My favourite technique for healing the impasse between two disconnected or warring aspects of self is to give the client an imagination exercise which helps them practise holding both aspects of self in their psyche at the same time. (Usually we swing back and forth between them like a yoyo). I ask them “How would it feel if…” or “What would it look like and feel like if you could…”. With the client in this case, her exercise was “Imagine what it would look like and feel like if you could be in a committed relationships and have freedom at the same time.”

This can be challenging for the client because they have to simultaneously engage two parts of their aura/brain/body that don’t usually co-operate. The struggle to imagine feeling these two feelings at the same time can destabilise the old aura patterns (neurone pathways), while laying down the first beginnings of a new, more harmonious possibility. The dialogue I use during these sessions sounds something like this:

“What would it feel like if you could have commitment and freedom in your life at the same time? Make this a really positive feeling. How would your body feel? Imagine you can breathe this positive feeling in with each inhalation. If the feeling of freedom with loyalty (or loyalty with freedom) were a colour, would would this colour look like? Imagine being surrounded by this colour (eg sky, fields of flowers, water, mountains) and imagine you can breathe this colour in with every inhalation.”

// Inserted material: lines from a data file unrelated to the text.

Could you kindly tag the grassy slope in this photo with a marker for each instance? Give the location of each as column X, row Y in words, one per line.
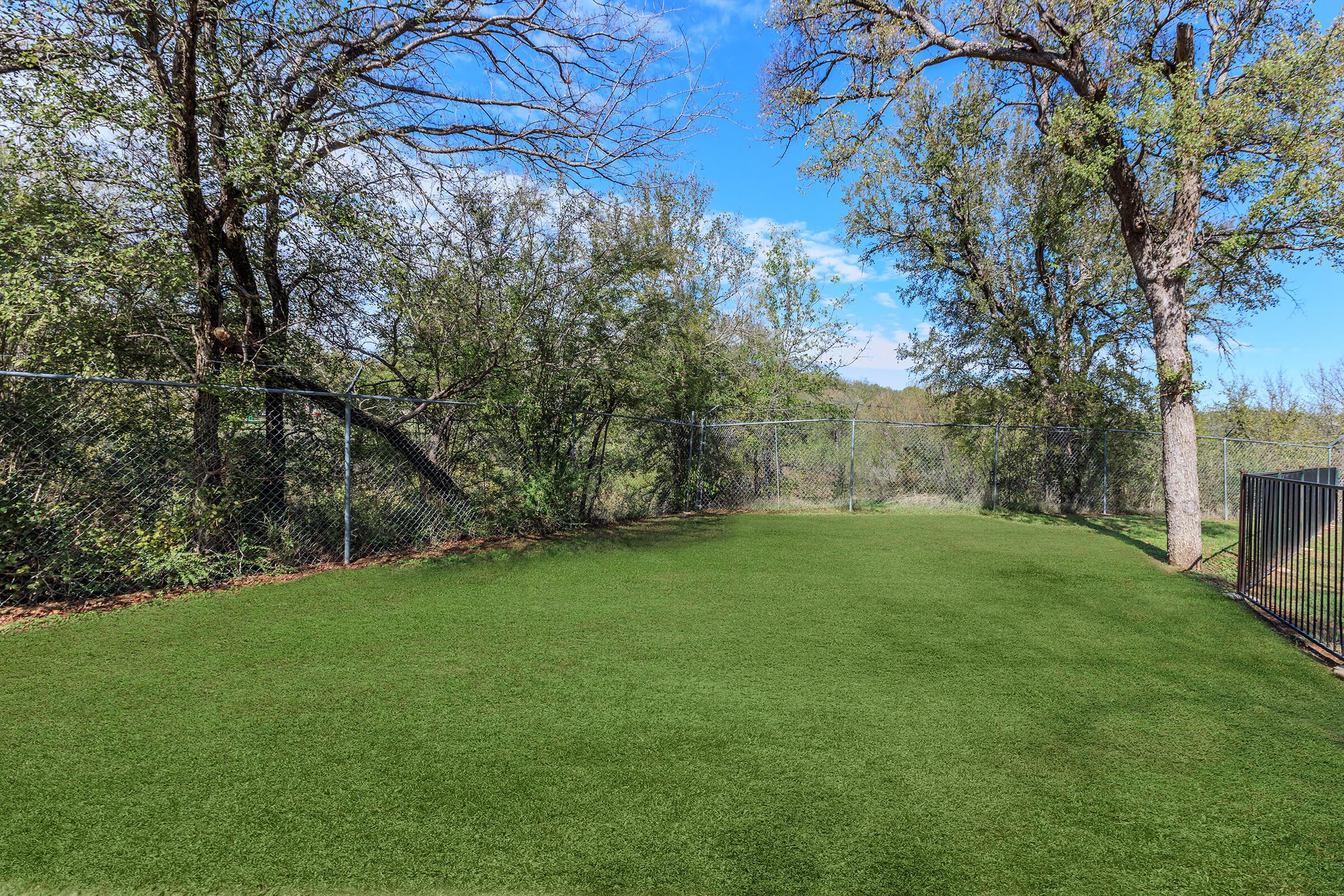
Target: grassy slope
column 756, row 704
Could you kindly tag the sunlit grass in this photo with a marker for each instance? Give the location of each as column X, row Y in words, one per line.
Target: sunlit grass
column 877, row 703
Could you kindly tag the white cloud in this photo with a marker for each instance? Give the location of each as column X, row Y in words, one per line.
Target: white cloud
column 875, row 349
column 831, row 258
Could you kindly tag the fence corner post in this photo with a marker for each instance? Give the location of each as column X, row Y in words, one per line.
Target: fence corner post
column 1228, row 510
column 854, row 423
column 689, row 491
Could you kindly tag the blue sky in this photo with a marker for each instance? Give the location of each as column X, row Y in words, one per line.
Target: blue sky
column 752, row 180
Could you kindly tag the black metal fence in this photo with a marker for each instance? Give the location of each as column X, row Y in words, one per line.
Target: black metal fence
column 1291, row 551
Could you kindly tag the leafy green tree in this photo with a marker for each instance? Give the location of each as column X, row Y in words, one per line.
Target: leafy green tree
column 236, row 124
column 1014, row 260
column 1213, row 127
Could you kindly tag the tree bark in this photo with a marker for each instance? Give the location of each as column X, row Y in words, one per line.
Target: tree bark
column 1177, row 399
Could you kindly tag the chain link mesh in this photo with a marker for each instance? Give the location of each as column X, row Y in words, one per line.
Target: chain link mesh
column 104, row 489
column 105, row 492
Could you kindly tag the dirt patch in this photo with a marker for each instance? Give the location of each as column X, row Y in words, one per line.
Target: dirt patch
column 19, row 617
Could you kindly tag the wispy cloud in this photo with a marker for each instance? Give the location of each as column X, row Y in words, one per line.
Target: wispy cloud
column 825, row 251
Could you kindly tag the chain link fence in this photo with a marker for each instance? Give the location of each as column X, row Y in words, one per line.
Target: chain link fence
column 105, row 489
column 852, row 463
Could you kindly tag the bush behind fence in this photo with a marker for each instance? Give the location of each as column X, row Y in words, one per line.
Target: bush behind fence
column 102, row 488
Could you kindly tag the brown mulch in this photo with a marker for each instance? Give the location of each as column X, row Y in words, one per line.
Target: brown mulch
column 19, row 617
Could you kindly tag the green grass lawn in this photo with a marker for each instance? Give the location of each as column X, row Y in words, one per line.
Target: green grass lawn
column 911, row 703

“To help your mind stay focused, let’s turn this feeling into a mantra you can focus on with every inhalation. For example, let’s try “It is easy for me to have loyalty and freedom in my life at the same time.” Repeat this inside your mind, every time you inhale.”

Really good mantras often begin with “It is easy for me to..” “It is safe for me…” or “I give myself permission to have (or be or feel)….”

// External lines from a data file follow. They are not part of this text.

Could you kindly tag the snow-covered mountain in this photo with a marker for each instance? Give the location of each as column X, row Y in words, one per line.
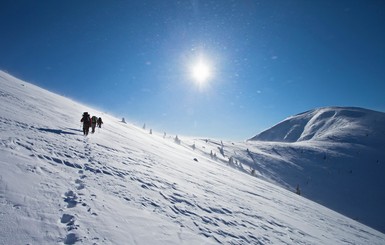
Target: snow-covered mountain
column 335, row 154
column 123, row 185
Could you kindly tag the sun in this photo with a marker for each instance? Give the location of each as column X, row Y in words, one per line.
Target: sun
column 201, row 72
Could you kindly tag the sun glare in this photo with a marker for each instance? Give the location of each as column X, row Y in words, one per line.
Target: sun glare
column 201, row 72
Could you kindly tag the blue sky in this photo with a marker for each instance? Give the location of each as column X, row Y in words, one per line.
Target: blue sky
column 267, row 59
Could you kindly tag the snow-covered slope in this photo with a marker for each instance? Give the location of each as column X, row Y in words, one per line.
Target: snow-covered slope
column 335, row 124
column 335, row 154
column 123, row 185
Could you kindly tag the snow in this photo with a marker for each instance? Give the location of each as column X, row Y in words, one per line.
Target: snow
column 123, row 185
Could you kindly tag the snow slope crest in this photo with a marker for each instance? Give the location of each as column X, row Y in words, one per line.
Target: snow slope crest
column 123, row 185
column 335, row 124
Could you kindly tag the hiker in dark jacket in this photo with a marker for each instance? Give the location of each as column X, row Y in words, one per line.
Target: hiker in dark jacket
column 86, row 120
column 99, row 122
column 93, row 123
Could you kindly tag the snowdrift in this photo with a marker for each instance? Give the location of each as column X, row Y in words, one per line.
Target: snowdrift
column 123, row 185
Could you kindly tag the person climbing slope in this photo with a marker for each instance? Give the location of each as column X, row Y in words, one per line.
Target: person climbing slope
column 93, row 123
column 99, row 122
column 86, row 120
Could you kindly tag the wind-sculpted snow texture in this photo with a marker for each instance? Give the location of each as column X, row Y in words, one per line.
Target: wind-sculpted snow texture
column 335, row 154
column 123, row 185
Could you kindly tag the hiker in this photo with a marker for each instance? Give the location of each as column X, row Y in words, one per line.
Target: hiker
column 93, row 123
column 99, row 122
column 86, row 120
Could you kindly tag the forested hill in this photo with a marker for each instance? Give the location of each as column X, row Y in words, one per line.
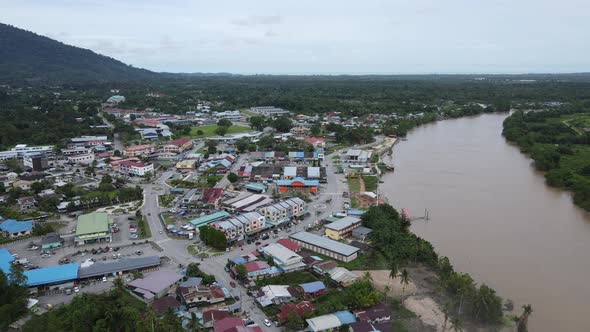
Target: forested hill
column 28, row 57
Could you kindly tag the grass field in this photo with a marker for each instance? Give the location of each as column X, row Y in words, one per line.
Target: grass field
column 209, row 131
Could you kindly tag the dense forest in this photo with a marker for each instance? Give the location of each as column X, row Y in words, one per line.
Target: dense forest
column 26, row 57
column 559, row 143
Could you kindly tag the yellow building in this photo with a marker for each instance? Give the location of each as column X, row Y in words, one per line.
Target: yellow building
column 342, row 228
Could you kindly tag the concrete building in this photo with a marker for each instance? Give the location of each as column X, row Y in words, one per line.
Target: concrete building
column 143, row 150
column 155, row 284
column 325, row 246
column 342, row 228
column 93, row 228
column 133, row 168
column 11, row 228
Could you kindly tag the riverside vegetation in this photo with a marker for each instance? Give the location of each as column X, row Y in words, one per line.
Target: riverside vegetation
column 559, row 143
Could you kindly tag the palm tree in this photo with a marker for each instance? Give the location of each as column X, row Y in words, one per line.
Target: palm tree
column 523, row 321
column 404, row 280
column 457, row 324
column 386, row 290
column 393, row 270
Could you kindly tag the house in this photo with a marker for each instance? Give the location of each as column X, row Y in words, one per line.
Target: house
column 370, row 327
column 162, row 305
column 26, row 203
column 283, row 211
column 289, row 244
column 155, row 284
column 342, row 228
column 200, row 295
column 324, row 267
column 361, row 233
column 316, row 142
column 134, row 168
column 143, row 150
column 178, row 145
column 315, row 288
column 211, row 197
column 330, row 322
column 298, row 184
column 22, row 184
column 93, row 228
column 284, row 259
column 12, row 229
column 325, row 246
column 302, row 309
column 342, row 276
column 51, row 240
column 210, row 317
column 274, row 294
column 234, row 324
column 380, row 312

“With every inhalation, scan through your body and listen to its response. Notice where the resistance is. Mantras like this can press your buttons and show you where your blockages reside. You might notice a discomfort in your body, emotions coming up  or some arguments arising in your mind. Take note of your response and let go of it on the out-breath, almost as though you are blowing it away. On the in-breath, come back to the mantra and the positive feelings that go with it.”

Today I was working with a client who couldn’t correlate the idea of accepting praise and accolades with her values around humility. She was afraid not to appear humble, partly due to parental messages from childhood, and partly because people can get jealous if you look like you are enjoying a good soak in the lime light, and they shoot you down. Her job was to practise embodying a feeling of being able to safely enjoy and saviour her accomplishments and the recognition that comes with them, while also feeling humble. Every time she inhaled the mantra we created, she started coughing and then had a good laugh, because she knew this was her resistance coming up!

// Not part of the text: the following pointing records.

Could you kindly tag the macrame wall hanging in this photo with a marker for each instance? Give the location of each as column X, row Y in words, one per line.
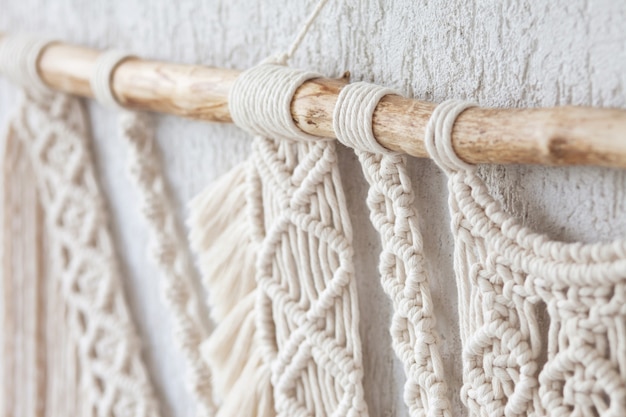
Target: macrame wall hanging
column 273, row 243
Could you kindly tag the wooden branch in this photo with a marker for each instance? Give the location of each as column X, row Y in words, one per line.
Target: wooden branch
column 550, row 136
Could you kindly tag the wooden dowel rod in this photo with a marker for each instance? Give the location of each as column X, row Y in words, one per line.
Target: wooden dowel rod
column 549, row 136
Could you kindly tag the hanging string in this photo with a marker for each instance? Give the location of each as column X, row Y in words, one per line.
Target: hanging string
column 170, row 252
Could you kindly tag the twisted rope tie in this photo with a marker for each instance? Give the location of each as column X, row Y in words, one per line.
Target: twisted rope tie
column 352, row 117
column 102, row 76
column 438, row 137
column 260, row 101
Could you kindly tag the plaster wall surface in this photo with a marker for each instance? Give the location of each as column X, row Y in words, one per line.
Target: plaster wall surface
column 510, row 53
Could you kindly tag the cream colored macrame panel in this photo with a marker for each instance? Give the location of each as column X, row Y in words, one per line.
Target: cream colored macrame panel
column 307, row 312
column 111, row 376
column 506, row 276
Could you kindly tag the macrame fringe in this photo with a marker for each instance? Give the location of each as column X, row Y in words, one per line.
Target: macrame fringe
column 40, row 369
column 226, row 256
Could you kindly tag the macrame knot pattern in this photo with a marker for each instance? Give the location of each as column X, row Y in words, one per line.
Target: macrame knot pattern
column 352, row 117
column 438, row 137
column 403, row 274
column 19, row 57
column 260, row 101
column 101, row 78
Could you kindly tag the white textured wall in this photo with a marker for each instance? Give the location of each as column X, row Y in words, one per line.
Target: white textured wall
column 500, row 53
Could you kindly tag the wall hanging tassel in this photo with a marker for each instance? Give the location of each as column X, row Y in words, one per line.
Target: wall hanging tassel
column 506, row 275
column 221, row 237
column 92, row 363
column 169, row 250
column 402, row 265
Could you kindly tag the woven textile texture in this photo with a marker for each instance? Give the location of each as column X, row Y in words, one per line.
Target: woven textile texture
column 101, row 353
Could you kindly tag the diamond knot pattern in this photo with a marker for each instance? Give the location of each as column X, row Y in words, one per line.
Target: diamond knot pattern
column 112, row 377
column 307, row 312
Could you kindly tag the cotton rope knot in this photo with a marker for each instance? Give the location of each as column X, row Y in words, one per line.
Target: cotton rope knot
column 438, row 137
column 102, row 76
column 260, row 101
column 352, row 117
column 19, row 58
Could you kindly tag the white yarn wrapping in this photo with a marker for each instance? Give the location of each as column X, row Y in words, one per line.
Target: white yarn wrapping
column 109, row 373
column 505, row 273
column 170, row 252
column 402, row 265
column 102, row 76
column 352, row 117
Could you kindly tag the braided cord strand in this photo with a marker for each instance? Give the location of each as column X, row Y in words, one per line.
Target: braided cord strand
column 402, row 264
column 170, row 252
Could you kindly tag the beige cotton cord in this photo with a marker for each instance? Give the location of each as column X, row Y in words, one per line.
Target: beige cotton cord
column 169, row 250
column 260, row 101
column 353, row 113
column 505, row 273
column 103, row 369
column 402, row 267
column 306, row 310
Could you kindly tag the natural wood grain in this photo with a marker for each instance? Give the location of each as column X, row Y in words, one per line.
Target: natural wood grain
column 550, row 136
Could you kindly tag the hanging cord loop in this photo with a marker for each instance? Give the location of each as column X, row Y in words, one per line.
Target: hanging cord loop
column 353, row 114
column 101, row 78
column 438, row 137
column 260, row 100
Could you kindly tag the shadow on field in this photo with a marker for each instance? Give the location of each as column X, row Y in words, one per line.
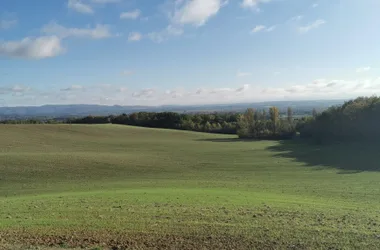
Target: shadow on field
column 225, row 140
column 350, row 158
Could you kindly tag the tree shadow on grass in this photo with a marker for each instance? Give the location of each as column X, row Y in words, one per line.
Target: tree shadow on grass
column 225, row 140
column 350, row 158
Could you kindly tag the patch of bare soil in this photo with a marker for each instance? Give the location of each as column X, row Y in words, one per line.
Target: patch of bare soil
column 119, row 241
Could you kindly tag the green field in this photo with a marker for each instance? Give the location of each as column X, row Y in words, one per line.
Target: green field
column 104, row 186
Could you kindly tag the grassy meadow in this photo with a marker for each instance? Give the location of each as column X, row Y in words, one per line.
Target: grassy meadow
column 120, row 187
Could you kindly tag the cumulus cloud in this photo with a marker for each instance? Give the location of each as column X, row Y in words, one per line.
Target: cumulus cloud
column 253, row 3
column 73, row 88
column 7, row 24
column 145, row 93
column 259, row 28
column 112, row 94
column 134, row 36
column 363, row 69
column 313, row 25
column 14, row 90
column 196, row 12
column 106, row 1
column 80, row 7
column 165, row 34
column 127, row 72
column 98, row 32
column 243, row 74
column 296, row 18
column 130, row 15
column 32, row 48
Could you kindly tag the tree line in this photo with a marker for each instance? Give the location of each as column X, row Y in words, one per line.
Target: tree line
column 253, row 124
column 355, row 120
column 358, row 119
column 225, row 123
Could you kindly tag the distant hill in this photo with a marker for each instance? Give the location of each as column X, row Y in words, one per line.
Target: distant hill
column 57, row 111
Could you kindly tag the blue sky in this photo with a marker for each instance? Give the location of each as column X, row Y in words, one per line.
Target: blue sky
column 154, row 52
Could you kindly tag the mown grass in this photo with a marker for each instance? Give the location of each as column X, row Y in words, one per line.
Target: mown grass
column 103, row 186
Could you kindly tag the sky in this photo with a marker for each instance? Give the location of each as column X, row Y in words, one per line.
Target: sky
column 166, row 52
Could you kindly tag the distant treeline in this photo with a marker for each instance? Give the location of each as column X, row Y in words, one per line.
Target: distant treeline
column 251, row 124
column 355, row 120
column 225, row 123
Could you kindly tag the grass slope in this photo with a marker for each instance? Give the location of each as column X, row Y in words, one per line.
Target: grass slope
column 118, row 186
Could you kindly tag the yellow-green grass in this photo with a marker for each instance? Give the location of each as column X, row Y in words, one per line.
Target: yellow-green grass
column 103, row 186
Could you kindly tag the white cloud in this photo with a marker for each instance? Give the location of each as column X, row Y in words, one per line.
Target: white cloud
column 32, row 48
column 271, row 28
column 243, row 74
column 127, row 72
column 134, row 36
column 245, row 87
column 73, row 88
column 145, row 93
column 311, row 26
column 99, row 32
column 7, row 24
column 112, row 94
column 196, row 12
column 130, row 15
column 296, row 18
column 14, row 90
column 106, row 1
column 163, row 35
column 253, row 3
column 363, row 69
column 79, row 6
column 259, row 28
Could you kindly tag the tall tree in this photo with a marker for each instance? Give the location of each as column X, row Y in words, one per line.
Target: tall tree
column 274, row 115
column 290, row 116
column 315, row 113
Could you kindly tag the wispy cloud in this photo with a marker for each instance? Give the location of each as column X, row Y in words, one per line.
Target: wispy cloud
column 32, row 48
column 127, row 72
column 296, row 18
column 79, row 6
column 7, row 24
column 163, row 35
column 16, row 89
column 73, row 88
column 196, row 12
column 106, row 1
column 145, row 93
column 313, row 25
column 363, row 69
column 98, row 32
column 134, row 36
column 260, row 28
column 243, row 74
column 253, row 3
column 130, row 15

When resistance comes up, we take a meditative approach, one of non-attachment. We don’t want to feed these emotions by going into dialogue. In this instance, a non-constructive dialogue might sound like “I really don’t want people to think I’m full of myself! What if they think I’m a bad person?! Maybe I am a bad person?! Maybe I’m just a fraud and I don’t deserve this praise at all!” To avoid feeding your old stuff with mental dialogue, give the mind a job to do in the form of staying present with a mantra, creative visualisation and/or the task of observing body sensations. It’s important to take note of the resistance and any dialogue that does come up, because it helps you understand itself better, but don’t get caught up in it. Take note and let go on the exhalation. Come back to the task at hand.

I tell my clients “Don’t feed it or fight it.” If this client had tried to suppress her coughing, this would have been a form of ‘fighting’. The coughing was her bodies way of communicating its distress, and it may have even been a way to release some blockages from deeper within. Rather than suppress this release, the client allowing her coughing to evolve into laughter. While I was guiding this through the imagery and mantras, two healing students were scanning through and shifting blockages and imbalances. At the end of the healing process, the client noticed her pre-existing back pain had almost disappeared.